A Glimpse at Study Details
The study enrolled 318 patients, aged 16 to 39 years old, with ALL; 22 patients withdrew from the study, many of whom had Philadelphia chromosome–positive disease, which was an exclusion criterion. From 2007 to 2013, 296 patients were treated.
The median age of study patients was 25 years, and most patients were between 20 and 29 years. Seventy-five percent were white, 10% were African American, and 15% were Hispanic/Latino. About three-quarters had B-precursor ALL and one-quarter, T-precursor ALL. Interestingly, 31% had a body mass index > 30, and 7% were morbidly obese.
The backbone of the pediatric-inspired regimen included intensified glucocorticoid, vincristine, and pegylated L-asparaginase (Oncaspar) and more maintenance therapy. “These are the essential ingredients. The drugs we intensified in the adult ALL world were myelosuppressive. This regimen goes back to nonmyelosuppressive regimens,” Dr. Stock explained at a press conference. The regimen consisted of induction, consolidation, interim maintenance, delayed intensification, and prolonged maintenance (2 years for girls and 3 years for boys).
Foundation for Future Studies
Event-free survival analysis showed no difference according to age group or precursor B-cell or T-cell lineage. Overall survival was significantly worse in obese patients and significantly improved in patients with undetectable minimal residual disease, Dr. Stock said.
In a multivariate analysis, the only significant risk factor for event-free survival and overall survival was aberrant expression of CRLF2. Dr. Stock noted that only 90 patients had sufficient data for inclusion in the multivariate analysis.

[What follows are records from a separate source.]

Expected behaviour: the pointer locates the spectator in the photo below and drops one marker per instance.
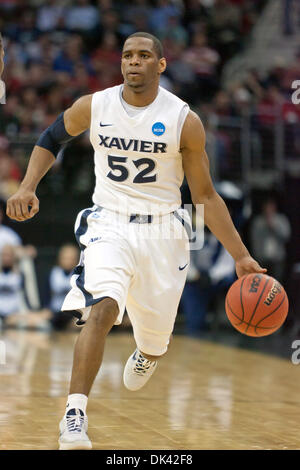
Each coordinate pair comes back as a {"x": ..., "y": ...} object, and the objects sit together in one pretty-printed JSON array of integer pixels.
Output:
[
  {"x": 59, "y": 285},
  {"x": 82, "y": 17},
  {"x": 212, "y": 269},
  {"x": 159, "y": 18},
  {"x": 270, "y": 231},
  {"x": 204, "y": 61},
  {"x": 49, "y": 16}
]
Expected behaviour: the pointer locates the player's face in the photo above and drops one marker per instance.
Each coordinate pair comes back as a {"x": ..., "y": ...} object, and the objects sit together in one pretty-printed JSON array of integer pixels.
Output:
[{"x": 140, "y": 65}]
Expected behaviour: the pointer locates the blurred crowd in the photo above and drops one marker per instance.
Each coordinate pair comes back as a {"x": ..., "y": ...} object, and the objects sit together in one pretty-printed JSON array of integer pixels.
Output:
[{"x": 59, "y": 50}]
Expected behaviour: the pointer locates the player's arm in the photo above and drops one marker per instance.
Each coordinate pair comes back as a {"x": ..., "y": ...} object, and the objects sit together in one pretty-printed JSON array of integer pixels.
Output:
[
  {"x": 68, "y": 125},
  {"x": 216, "y": 214},
  {"x": 1, "y": 56}
]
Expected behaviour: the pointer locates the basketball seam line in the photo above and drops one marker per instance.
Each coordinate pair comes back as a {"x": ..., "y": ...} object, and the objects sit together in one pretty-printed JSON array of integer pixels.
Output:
[
  {"x": 249, "y": 324},
  {"x": 269, "y": 314},
  {"x": 255, "y": 308}
]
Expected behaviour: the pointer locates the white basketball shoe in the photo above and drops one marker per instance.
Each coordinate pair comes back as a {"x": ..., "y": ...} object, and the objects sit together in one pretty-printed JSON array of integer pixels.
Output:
[
  {"x": 138, "y": 371},
  {"x": 73, "y": 431}
]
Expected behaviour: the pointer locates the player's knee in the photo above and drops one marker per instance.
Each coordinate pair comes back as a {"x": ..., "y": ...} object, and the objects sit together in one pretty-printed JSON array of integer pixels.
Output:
[
  {"x": 104, "y": 314},
  {"x": 150, "y": 357}
]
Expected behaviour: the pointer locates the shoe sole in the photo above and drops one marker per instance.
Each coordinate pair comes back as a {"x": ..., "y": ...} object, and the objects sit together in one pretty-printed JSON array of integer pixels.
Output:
[{"x": 76, "y": 445}]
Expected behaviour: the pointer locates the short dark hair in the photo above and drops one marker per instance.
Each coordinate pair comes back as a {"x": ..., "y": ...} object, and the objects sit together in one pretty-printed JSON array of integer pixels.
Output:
[{"x": 157, "y": 45}]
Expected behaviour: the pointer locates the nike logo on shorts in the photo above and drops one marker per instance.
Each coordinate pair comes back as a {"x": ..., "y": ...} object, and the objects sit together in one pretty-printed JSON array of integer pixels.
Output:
[
  {"x": 105, "y": 125},
  {"x": 181, "y": 268}
]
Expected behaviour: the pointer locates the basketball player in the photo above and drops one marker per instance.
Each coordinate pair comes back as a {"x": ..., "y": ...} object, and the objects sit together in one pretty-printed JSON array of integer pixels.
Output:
[
  {"x": 145, "y": 139},
  {"x": 1, "y": 56}
]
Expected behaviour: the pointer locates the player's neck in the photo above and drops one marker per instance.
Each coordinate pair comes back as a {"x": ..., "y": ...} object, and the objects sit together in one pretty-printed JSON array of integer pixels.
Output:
[{"x": 141, "y": 99}]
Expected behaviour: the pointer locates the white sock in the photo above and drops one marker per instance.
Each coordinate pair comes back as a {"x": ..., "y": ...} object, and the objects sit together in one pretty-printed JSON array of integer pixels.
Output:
[{"x": 77, "y": 400}]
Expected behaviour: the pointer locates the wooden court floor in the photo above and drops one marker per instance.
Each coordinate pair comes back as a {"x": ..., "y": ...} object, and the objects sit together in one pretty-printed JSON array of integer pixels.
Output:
[{"x": 202, "y": 396}]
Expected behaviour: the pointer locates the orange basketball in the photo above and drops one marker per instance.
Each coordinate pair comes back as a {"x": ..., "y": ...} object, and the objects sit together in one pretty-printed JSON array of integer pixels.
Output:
[{"x": 256, "y": 305}]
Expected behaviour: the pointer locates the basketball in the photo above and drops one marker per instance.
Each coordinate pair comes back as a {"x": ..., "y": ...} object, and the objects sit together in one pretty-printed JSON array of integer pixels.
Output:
[{"x": 256, "y": 305}]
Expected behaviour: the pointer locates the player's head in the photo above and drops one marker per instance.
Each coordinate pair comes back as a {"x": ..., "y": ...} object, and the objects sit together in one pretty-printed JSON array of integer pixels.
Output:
[
  {"x": 1, "y": 55},
  {"x": 142, "y": 61}
]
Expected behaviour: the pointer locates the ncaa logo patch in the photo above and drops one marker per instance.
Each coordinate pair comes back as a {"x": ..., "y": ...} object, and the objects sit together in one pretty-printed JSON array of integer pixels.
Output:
[{"x": 158, "y": 128}]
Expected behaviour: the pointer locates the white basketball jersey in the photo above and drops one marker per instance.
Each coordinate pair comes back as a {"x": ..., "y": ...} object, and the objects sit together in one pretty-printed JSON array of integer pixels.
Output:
[{"x": 138, "y": 164}]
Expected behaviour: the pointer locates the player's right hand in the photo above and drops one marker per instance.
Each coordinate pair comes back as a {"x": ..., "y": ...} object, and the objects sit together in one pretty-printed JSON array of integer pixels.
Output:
[{"x": 23, "y": 205}]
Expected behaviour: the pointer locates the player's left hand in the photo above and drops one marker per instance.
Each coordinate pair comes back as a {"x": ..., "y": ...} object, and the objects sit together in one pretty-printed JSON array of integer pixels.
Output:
[{"x": 248, "y": 265}]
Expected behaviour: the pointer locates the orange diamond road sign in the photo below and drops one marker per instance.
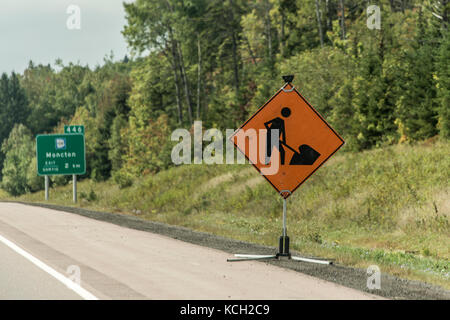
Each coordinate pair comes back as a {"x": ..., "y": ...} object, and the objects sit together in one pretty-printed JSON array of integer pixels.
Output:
[{"x": 301, "y": 142}]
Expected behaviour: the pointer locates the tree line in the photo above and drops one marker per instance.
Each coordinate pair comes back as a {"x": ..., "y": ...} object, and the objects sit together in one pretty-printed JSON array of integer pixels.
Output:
[{"x": 219, "y": 61}]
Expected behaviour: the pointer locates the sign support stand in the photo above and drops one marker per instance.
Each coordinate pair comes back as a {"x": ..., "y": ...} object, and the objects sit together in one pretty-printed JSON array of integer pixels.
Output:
[
  {"x": 46, "y": 187},
  {"x": 74, "y": 182},
  {"x": 283, "y": 249}
]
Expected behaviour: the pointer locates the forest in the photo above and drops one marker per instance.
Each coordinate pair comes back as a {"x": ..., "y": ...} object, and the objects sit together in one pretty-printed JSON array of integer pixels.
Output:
[{"x": 218, "y": 62}]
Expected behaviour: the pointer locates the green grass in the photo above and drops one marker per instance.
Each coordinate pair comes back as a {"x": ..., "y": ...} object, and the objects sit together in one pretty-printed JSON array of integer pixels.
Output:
[{"x": 388, "y": 207}]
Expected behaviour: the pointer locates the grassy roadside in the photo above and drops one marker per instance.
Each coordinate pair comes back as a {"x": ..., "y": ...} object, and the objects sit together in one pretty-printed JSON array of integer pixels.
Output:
[{"x": 389, "y": 207}]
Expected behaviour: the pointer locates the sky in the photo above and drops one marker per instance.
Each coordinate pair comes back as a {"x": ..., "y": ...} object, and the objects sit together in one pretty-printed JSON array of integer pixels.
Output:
[{"x": 37, "y": 30}]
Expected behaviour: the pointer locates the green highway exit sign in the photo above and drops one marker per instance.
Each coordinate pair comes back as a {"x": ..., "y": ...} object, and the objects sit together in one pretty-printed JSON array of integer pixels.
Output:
[
  {"x": 74, "y": 129},
  {"x": 60, "y": 154}
]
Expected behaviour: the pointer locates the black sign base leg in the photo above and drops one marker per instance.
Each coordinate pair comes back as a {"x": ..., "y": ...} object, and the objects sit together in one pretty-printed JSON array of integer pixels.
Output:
[{"x": 283, "y": 247}]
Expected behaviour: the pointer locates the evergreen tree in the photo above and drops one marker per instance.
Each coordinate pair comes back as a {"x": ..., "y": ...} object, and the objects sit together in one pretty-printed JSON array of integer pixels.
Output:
[{"x": 443, "y": 87}]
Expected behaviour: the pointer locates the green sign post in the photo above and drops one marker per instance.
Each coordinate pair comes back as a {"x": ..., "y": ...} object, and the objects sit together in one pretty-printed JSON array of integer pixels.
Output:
[
  {"x": 74, "y": 129},
  {"x": 61, "y": 154}
]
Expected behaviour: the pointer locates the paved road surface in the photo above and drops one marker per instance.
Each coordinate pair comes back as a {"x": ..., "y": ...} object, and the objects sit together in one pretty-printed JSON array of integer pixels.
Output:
[{"x": 121, "y": 263}]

The regimen still needs to be fine-tuned to optimize dose reductions in pegylated-L-asparaginase and still achieve adequate depletion of leukemic cells, she told the audience.
“Use of the pediatric regimen in C10403 will serve as a foundation for future studies in adolescents and young adults with ALL in U.S. Intergroup trials. This represents a shift in the approach to treatment of adolescents and young adults with ALL,” Dr. Stock stated.

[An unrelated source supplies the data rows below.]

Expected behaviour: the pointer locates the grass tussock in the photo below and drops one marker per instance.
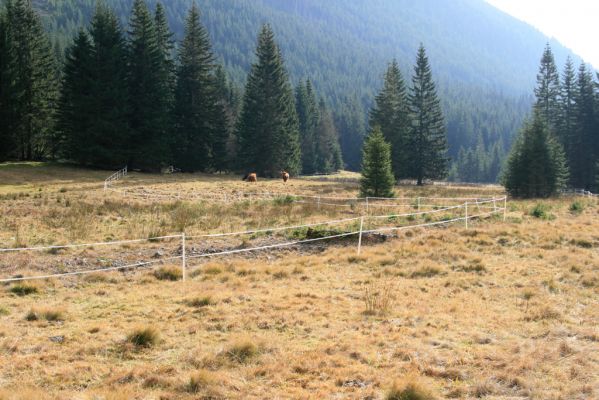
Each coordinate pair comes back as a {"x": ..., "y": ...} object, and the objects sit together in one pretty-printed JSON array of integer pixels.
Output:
[
  {"x": 144, "y": 337},
  {"x": 24, "y": 289},
  {"x": 242, "y": 351},
  {"x": 379, "y": 298},
  {"x": 199, "y": 302},
  {"x": 199, "y": 381},
  {"x": 410, "y": 389},
  {"x": 46, "y": 314},
  {"x": 168, "y": 273}
]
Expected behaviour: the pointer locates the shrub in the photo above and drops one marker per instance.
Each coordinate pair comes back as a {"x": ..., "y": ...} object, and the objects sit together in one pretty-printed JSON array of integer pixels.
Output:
[
  {"x": 378, "y": 298},
  {"x": 23, "y": 289},
  {"x": 198, "y": 381},
  {"x": 47, "y": 314},
  {"x": 410, "y": 390},
  {"x": 284, "y": 200},
  {"x": 200, "y": 302},
  {"x": 170, "y": 273},
  {"x": 425, "y": 272},
  {"x": 242, "y": 351},
  {"x": 541, "y": 211},
  {"x": 143, "y": 337},
  {"x": 576, "y": 208}
]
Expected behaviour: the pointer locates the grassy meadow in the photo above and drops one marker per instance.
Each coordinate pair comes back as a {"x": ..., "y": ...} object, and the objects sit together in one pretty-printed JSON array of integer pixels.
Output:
[{"x": 499, "y": 310}]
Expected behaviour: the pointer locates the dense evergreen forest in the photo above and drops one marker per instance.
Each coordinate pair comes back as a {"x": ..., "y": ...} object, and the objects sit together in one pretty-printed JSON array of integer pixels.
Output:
[{"x": 483, "y": 60}]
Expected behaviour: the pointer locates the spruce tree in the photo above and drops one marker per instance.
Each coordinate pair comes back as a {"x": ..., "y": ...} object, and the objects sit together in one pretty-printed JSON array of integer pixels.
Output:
[
  {"x": 307, "y": 112},
  {"x": 536, "y": 166},
  {"x": 547, "y": 90},
  {"x": 107, "y": 141},
  {"x": 6, "y": 137},
  {"x": 29, "y": 85},
  {"x": 585, "y": 141},
  {"x": 377, "y": 175},
  {"x": 327, "y": 148},
  {"x": 427, "y": 141},
  {"x": 148, "y": 98},
  {"x": 390, "y": 112},
  {"x": 75, "y": 114},
  {"x": 351, "y": 124},
  {"x": 567, "y": 123},
  {"x": 268, "y": 129},
  {"x": 195, "y": 100}
]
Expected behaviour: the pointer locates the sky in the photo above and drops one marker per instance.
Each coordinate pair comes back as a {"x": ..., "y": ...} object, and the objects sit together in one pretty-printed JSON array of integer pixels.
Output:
[{"x": 574, "y": 23}]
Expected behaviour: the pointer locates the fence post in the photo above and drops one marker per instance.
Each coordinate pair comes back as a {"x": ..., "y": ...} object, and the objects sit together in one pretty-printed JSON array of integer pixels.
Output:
[
  {"x": 360, "y": 236},
  {"x": 183, "y": 260}
]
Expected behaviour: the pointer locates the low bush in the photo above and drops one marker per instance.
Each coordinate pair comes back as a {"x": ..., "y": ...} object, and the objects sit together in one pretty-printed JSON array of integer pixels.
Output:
[
  {"x": 242, "y": 351},
  {"x": 23, "y": 289},
  {"x": 143, "y": 337},
  {"x": 170, "y": 273}
]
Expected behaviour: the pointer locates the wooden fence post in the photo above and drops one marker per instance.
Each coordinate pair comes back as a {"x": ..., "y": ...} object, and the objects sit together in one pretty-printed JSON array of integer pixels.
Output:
[
  {"x": 360, "y": 236},
  {"x": 183, "y": 260}
]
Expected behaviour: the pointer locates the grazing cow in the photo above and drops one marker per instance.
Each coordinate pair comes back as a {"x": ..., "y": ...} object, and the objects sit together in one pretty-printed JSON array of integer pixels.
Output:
[{"x": 250, "y": 177}]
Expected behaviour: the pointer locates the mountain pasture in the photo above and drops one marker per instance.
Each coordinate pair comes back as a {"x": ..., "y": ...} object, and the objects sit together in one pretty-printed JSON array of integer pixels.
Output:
[{"x": 495, "y": 310}]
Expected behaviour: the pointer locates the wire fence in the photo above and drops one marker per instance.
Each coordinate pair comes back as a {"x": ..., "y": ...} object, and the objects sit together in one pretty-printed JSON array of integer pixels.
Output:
[{"x": 348, "y": 227}]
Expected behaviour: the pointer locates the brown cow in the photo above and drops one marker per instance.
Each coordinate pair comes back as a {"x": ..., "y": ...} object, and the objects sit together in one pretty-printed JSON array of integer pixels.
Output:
[{"x": 250, "y": 177}]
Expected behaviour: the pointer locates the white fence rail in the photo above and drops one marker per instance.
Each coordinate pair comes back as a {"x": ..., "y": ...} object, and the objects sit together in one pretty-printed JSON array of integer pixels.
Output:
[
  {"x": 115, "y": 177},
  {"x": 482, "y": 208}
]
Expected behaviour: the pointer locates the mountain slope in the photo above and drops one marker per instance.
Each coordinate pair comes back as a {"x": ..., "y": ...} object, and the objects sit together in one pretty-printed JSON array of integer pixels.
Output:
[{"x": 484, "y": 60}]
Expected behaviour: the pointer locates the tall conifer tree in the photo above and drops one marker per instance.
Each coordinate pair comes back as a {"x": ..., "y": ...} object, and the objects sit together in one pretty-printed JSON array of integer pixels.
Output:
[
  {"x": 547, "y": 90},
  {"x": 109, "y": 135},
  {"x": 268, "y": 128},
  {"x": 427, "y": 142},
  {"x": 307, "y": 112},
  {"x": 567, "y": 123},
  {"x": 327, "y": 148},
  {"x": 195, "y": 99},
  {"x": 149, "y": 109},
  {"x": 377, "y": 175},
  {"x": 390, "y": 112},
  {"x": 75, "y": 114},
  {"x": 29, "y": 86},
  {"x": 585, "y": 143},
  {"x": 536, "y": 166}
]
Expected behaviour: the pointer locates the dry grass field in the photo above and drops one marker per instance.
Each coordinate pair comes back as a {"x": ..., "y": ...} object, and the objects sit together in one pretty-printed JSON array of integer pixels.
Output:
[{"x": 501, "y": 310}]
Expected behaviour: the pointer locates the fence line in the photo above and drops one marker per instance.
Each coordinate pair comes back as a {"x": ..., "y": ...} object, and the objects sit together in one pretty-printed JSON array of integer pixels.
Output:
[
  {"x": 184, "y": 257},
  {"x": 89, "y": 271}
]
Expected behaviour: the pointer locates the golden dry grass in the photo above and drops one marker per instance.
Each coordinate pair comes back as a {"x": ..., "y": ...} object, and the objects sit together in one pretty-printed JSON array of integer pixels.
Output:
[{"x": 499, "y": 310}]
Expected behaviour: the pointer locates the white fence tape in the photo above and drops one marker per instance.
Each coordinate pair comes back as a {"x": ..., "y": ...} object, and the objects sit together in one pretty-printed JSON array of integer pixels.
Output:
[{"x": 477, "y": 203}]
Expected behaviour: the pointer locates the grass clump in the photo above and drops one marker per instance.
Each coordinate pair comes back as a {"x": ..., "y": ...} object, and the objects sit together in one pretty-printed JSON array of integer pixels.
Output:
[
  {"x": 242, "y": 351},
  {"x": 46, "y": 314},
  {"x": 409, "y": 390},
  {"x": 198, "y": 381},
  {"x": 577, "y": 207},
  {"x": 168, "y": 273},
  {"x": 23, "y": 289},
  {"x": 143, "y": 337},
  {"x": 426, "y": 272},
  {"x": 199, "y": 302},
  {"x": 378, "y": 298},
  {"x": 541, "y": 211}
]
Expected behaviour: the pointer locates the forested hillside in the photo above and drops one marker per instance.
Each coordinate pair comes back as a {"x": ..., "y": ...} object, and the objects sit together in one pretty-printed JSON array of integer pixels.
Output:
[{"x": 484, "y": 60}]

Dr. Stock and colleagues are preparing a concept for the successor U.S. Intergroup trial, which should begin in 2015. The plans include use of the molecular signature of the disease to stratify patients and to add either a novel antibody or a targeted kinase inhibitor to eradicate minimal residual disease and improve outcomes.

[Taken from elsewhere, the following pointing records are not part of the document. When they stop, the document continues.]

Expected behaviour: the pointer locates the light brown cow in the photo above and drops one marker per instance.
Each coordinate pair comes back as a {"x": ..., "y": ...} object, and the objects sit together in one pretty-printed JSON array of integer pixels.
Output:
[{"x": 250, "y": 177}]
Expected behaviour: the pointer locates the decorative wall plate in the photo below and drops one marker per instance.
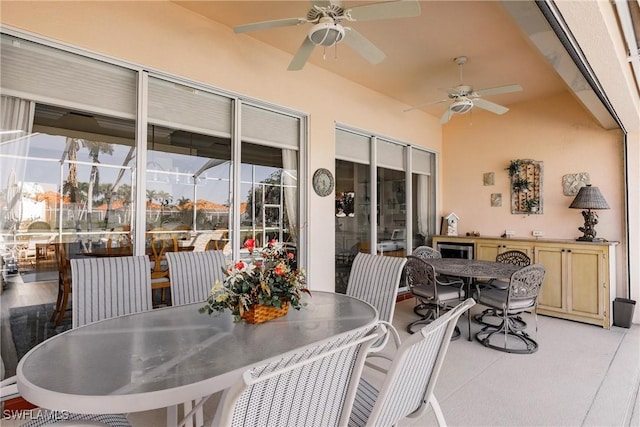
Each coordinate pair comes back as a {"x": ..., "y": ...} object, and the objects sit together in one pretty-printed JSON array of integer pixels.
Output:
[{"x": 323, "y": 182}]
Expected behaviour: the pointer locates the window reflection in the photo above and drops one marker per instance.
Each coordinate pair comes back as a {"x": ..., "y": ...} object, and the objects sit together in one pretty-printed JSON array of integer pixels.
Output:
[
  {"x": 268, "y": 194},
  {"x": 188, "y": 183},
  {"x": 71, "y": 181}
]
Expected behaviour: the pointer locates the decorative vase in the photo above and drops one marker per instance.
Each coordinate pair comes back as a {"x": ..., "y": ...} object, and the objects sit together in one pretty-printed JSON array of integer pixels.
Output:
[{"x": 259, "y": 313}]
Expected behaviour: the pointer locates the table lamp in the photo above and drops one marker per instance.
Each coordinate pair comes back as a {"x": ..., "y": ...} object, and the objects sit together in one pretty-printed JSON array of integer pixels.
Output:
[{"x": 588, "y": 198}]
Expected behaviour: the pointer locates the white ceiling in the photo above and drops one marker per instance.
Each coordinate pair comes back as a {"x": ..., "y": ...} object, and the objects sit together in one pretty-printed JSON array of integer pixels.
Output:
[{"x": 419, "y": 50}]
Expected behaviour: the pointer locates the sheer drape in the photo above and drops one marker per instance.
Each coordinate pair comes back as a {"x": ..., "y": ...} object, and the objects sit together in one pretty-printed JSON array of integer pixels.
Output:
[
  {"x": 16, "y": 118},
  {"x": 16, "y": 123},
  {"x": 290, "y": 182},
  {"x": 422, "y": 192}
]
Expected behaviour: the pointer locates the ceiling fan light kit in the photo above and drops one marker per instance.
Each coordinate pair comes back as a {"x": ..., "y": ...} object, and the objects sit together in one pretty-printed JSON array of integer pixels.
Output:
[
  {"x": 464, "y": 97},
  {"x": 326, "y": 33},
  {"x": 461, "y": 106},
  {"x": 327, "y": 30}
]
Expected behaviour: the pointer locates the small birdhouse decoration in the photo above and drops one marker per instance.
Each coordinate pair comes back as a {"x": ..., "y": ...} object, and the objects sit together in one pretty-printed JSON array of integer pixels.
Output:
[{"x": 451, "y": 222}]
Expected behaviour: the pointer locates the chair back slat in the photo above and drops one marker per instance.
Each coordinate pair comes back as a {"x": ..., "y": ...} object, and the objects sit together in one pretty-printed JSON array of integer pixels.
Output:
[
  {"x": 413, "y": 374},
  {"x": 525, "y": 284},
  {"x": 192, "y": 275},
  {"x": 109, "y": 287},
  {"x": 312, "y": 387}
]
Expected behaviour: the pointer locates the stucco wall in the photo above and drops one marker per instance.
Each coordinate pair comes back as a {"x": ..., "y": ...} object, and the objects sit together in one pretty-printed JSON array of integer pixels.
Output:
[{"x": 556, "y": 131}]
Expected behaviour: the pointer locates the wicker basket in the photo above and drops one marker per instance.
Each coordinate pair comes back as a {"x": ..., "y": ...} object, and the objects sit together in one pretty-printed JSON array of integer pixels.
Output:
[{"x": 259, "y": 313}]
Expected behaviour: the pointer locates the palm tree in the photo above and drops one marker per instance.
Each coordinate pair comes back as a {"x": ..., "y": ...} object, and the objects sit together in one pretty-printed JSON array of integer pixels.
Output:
[{"x": 95, "y": 148}]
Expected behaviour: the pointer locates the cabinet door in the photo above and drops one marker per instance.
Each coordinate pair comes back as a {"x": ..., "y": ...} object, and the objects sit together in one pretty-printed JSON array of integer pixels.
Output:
[
  {"x": 552, "y": 296},
  {"x": 586, "y": 282}
]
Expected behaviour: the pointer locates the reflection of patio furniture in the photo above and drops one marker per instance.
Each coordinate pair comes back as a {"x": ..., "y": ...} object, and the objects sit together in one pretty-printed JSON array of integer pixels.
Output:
[
  {"x": 202, "y": 242},
  {"x": 397, "y": 242},
  {"x": 45, "y": 256},
  {"x": 28, "y": 255},
  {"x": 64, "y": 283},
  {"x": 160, "y": 244}
]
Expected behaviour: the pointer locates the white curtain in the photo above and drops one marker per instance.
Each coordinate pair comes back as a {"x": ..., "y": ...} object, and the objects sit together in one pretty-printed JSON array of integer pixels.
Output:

“Other groups around the world are also adopting the use of pediatric regimens for the treatment of the young adult with ALL,” Dr. Stock said in an e-mail. ■
Disclosure: Dr. Stock has received research funding from Sigma-Tau and is a member of an entity’s Board of Directors or advisory committees.
1. Stock W, Luger SM, Advani AS, et al: Favorable outcomes for older adolescents and young adults (AYA) with acute lymphoblastic leukemia (ALL): Early results of U.S. Intergroup Trial C10403. 2014 ASH Annual Meeting. Abstract 796. Presented December 9, 2014.